There was an interesting contrast between these feelings of achievement, value and appreciation at donating milk and the opposite feelings of dismissal and insignificance that breastfeeding women can feel (Taylor et al., 2019; Tomori et al., 2016). There are parallels to perceptions of mothers and work; women describe how the effort of caring for their own baby feels as if it is dismissed yet placing their baby in childcare while they work is valued (Pedersen, 2016). Calculations of how much breastmilk is worth globally to the economy through unpaid care work impacting upon health, development and productivity have highlighted its worth (Smith et al., 2023). Women may view their donation of milk to others as a valued ‘gift’ but it seems that the inherent value of human milk (and the physical and emotional labour involved in producing it) is yet to be fully appreciated in society, both in relation to donated milk and to breastfeeding one's own baby (Cassidy, 2012).
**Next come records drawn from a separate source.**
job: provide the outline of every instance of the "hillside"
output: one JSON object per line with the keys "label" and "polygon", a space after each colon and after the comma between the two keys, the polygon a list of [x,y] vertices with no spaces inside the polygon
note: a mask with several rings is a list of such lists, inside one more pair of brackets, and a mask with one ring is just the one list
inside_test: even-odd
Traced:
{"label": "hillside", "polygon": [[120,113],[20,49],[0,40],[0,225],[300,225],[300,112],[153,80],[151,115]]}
The experience of being able to donate milk also helped to support mothers who had experienced a difficult birth or early breastfeeding experience to feel that their body was now ‘working’. In contrast to feelings around birth, donation could bring about a sense of purpose and control; mothers set out to produce, express and store milk, and achieved doing so. This group of mothers may also be more aware of how challenging birth and early feeding experiences can be and are motivated to help others during these difficult times. Particularly for those who had struggled to establish a supply themselves, being able to not only establish feeding but go on to support others was important. This reflects previous research describing how breastfeeding can be part of the healing process from birth trauma, as it can help women regain feelings of control and that their body is working in the way that they hoped (Beck, 2022; Brown, 2018; Kendall‐Tackett, 2014).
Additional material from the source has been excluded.